中風の人が、床に寝かされたまま、人々によってイエスのいる所に運ばれてきた。上記は、イエスがこの中風の人に言われた言葉である。マタイはここで ἀφίενταί (アフィエンタイ・赦されている)と 現在形(受動態)を使っており、今まさにイエスによってこの中風の人の身に今起っている出来事としてし描いている。『罪』も複数となっている。
 
ἥψατο τοῦ κρασπέδου τοῦ ἱματίου αὐτοῦ· (20)
「イエスの衣の裾をつかんだ
 
ἥψατο は「触れる」「さわる」の他、「つかむ」と言う積極的な意味もある。20節の場合はこの女がイエスの背後から、人目を避けて、遠慮気味に行ったことから「触れた」が正しいと思われる。
 
★ ἐὰν μόνον ἅψωμαι τοῦ ἱματίου αὐτοῦ σωθήσομαι (21)

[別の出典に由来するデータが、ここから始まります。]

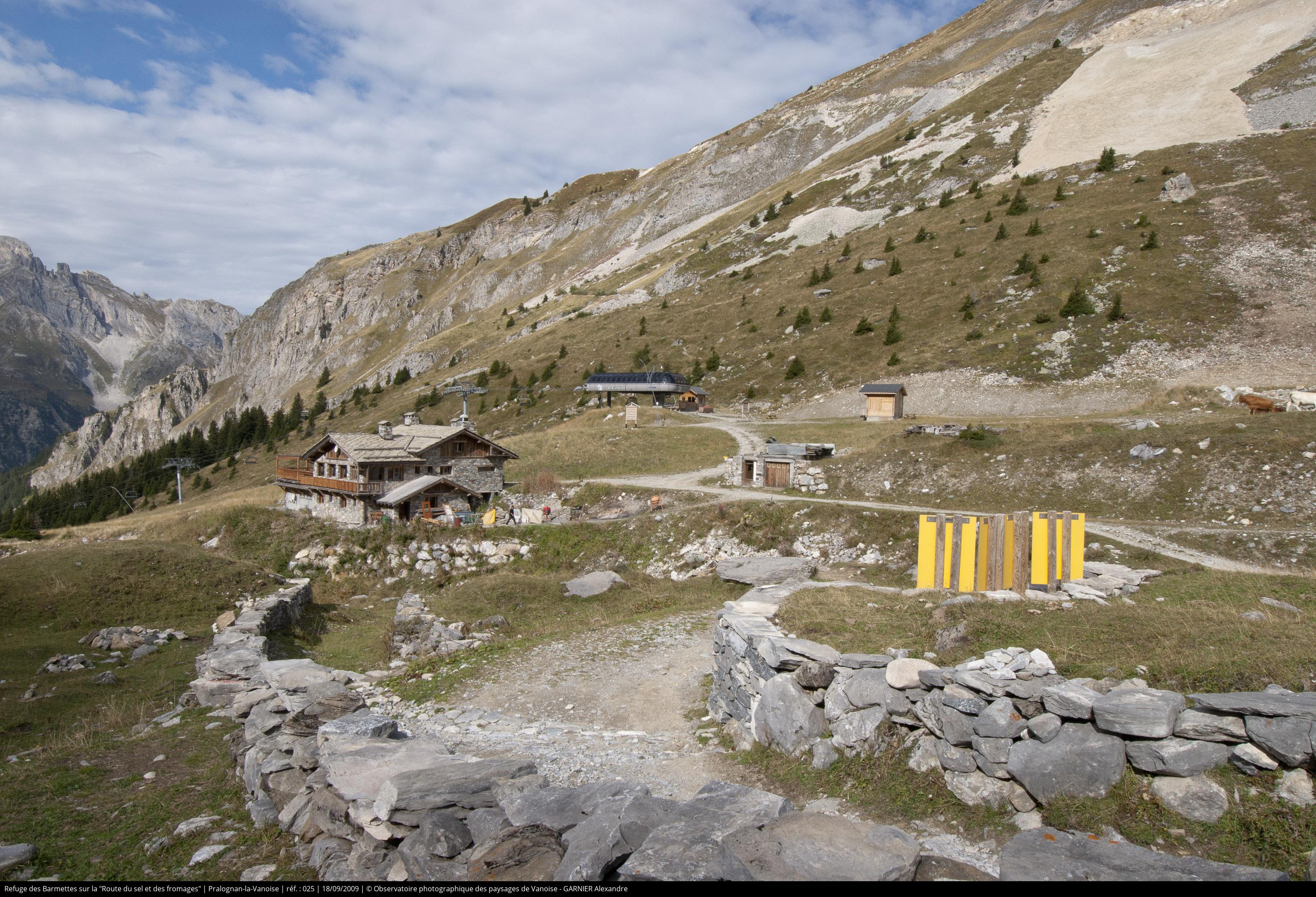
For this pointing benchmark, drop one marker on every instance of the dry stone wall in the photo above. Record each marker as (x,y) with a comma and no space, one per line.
(1005,729)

「イエスの衣の裾に触りさえすれば、助けていただけるだろう…と」

  ἡ πίστις σου σέσωκέν σε (22)
  「あなたの信仰があなたを救った

  ἐσώθη ἡ γυνὴ ἀπὸ τῆς ὥρας ἐκείνης (22)
  「女はその時から救われた

上記21~22のアンダーラインがついている言葉はいずれも同じ σῴζω (ソーゾー・救う、助ける)という言葉が使われていて、文脈により適宜に使い分ける。21は彼女の第一関心事は病気の治癒だったはずであるから、「助けて治していただけるだろう」と訳すのが良いかもしれない。22は、病気の癒しは罪の赦しの象徴的出来事であり、イエスにとっての第一関心事はこの女の救いである。ゆえに、22のイエスの言葉は「あなたの信仰があなたを救った」と訳すべき。後半の「女はその時から癒された」は、イエスの先の言葉を受けて訳すと「救われた」と訳され得る。救いの出来事がこの女の癒しの奇跡を超えた最終到達点である。